F***!!!!!!!
From the Columbia Journalism Review's CJRDaily blog:
For the second time in three years, a major network looks like it might cave in to puritan activists who aim to cleanse prime time television of four-letter words. And just like last time, the youth are apparently at risk of being corrupted not by the violence of the fare in question, but by the nasty language the people on screen use in between bouts of violence.And for that unreality, those viewers can tune into ABC's 9/11 "docudrama," which is quickly morphing into a mocudrama of the facts. More later.
The documentary in question this time, 9/11, is a fairly straightforward account of the events in Lower Manhattan that day in 2001, and contains the only known video footage of the first plane strike -- shot by two French filmmakers making a documentary about New York firefighters in Lower Manhattan that morning. As you can imagine, amid the confusion and chaos, the firefighters uttered a few choice turns of phrase, and it's this bit of history that some cultural prudes want bleeped out. What's funny -- or sad, depending how you look at it -- is that the unedited documentary was previously aired twice by CBS, profanity intact and without incident, on both the six-month and one-year anniversaries of the attacks.
[...]
The current flap looks to be a carbon copy of an equally ridiculous incident in 2004, when sixty-six ABC affiliates decided not to air Steven Spielberg's WWII movie, Saving Private Ryan, on Veterans Day due to worries that the film might be deemed indecent -- even though the FCC in 2002 had already ruled that it was not. ABC, too, had previously broadcast the film uncut in 2001 and 2002.
[...]
The greatest irony is that the FCC long ago said that it would not fine ABC affiliates that showed Saving Private Ryan because its profanity is shown in the context of a war. This logic seems to have eluded the CBS affiliates who are choosing to censor the honest reactions of a group of firefighters to the murder of more than 2,000 fellow Americans, in favor of currying favor with a vast minority who don't seem to want too much reality to seep into their recollections of that day.
4 Comments:
To quote Hugh Grant from Four Weddings and a Funeral: "Fuck it! Fuck! Fuck. Fuck. Fuck. Fuckity fuck! Bugger."

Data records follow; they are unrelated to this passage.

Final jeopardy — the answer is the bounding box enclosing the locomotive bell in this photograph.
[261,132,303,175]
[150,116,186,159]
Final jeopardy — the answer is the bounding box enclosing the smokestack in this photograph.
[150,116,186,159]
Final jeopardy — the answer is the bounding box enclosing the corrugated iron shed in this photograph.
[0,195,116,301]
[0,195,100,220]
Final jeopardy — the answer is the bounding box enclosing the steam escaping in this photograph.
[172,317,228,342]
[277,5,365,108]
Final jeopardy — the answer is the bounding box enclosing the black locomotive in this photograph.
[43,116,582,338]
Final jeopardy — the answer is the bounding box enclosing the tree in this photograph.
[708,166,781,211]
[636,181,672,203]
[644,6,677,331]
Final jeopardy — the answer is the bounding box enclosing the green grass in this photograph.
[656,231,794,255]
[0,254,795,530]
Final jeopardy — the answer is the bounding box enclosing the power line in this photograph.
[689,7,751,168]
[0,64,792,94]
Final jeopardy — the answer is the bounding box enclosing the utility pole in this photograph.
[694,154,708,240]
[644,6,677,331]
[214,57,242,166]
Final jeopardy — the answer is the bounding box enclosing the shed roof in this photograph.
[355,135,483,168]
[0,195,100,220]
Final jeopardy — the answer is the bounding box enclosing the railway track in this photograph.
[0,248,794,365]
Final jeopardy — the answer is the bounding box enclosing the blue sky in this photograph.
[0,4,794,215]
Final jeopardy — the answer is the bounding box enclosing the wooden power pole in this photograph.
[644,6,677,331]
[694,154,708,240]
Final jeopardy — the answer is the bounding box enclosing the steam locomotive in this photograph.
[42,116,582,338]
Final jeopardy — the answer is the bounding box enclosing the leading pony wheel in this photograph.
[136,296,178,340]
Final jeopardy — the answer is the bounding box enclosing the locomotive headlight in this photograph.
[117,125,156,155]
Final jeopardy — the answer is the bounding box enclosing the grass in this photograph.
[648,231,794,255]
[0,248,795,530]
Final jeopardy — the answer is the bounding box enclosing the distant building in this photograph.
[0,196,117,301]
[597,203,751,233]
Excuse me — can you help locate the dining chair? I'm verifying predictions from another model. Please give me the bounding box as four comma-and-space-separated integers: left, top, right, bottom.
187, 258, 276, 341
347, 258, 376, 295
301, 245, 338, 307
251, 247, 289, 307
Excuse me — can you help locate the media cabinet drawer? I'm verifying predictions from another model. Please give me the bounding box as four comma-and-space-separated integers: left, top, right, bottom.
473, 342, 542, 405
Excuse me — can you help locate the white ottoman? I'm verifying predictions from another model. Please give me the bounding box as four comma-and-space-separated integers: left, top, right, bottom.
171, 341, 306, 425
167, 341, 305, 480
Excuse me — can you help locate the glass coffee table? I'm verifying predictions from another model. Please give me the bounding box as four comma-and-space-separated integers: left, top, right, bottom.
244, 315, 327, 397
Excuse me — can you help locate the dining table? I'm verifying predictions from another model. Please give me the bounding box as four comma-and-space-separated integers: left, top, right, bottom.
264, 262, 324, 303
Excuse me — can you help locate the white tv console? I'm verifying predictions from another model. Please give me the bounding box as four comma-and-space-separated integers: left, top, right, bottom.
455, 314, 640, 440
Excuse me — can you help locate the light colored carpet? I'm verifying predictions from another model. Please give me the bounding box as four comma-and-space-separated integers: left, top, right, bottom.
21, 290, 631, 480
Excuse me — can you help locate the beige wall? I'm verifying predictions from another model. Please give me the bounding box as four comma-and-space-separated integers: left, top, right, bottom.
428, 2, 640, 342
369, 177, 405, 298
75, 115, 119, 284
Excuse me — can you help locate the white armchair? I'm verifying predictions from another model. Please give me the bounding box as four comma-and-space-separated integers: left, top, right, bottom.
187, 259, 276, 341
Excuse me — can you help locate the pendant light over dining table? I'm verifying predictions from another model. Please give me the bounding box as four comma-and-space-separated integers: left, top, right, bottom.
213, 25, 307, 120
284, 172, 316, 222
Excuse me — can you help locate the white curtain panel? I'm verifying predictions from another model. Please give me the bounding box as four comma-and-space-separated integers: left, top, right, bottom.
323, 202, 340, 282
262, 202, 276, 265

Oh sure, way to kick me into total fangirl mode by randomly quoting Hugh Grant. Ah, "Four Weddings...."
A movie so charming not even bland Andie McDowell could ruin it. Hugh, baby....call me!
On a similar note, I'm watching Bravo's "Inside the Actors Studio" not too long ago for a fix on my other favorite Hugh (Laurie) and one of the regular questions is "what's your favorite swear word?" The answer was "fuck" and "all it's fucking cognates." Or rather, I assume that was the answer, being that it was bleeped out and all. To which I have to wonder: what is the freaking point? Cable channels buckling down to not airing profanity? And that being the case, maybe James Lipton should just ask another question entirely? One that doesn't make me guess at the answer? Argh.
I thought that might reel you in. I love saying the word "fuck" (and all its fucking cognates) -- I'd like to blame it on my Scottish heritage. However, I'm going to have to retrain myself in the near future as we welcome some changes to Cracks Centraal...
oooh, ooh, ooh....can I guess? can I guess? oh, never mind...I'll wait for the announcement.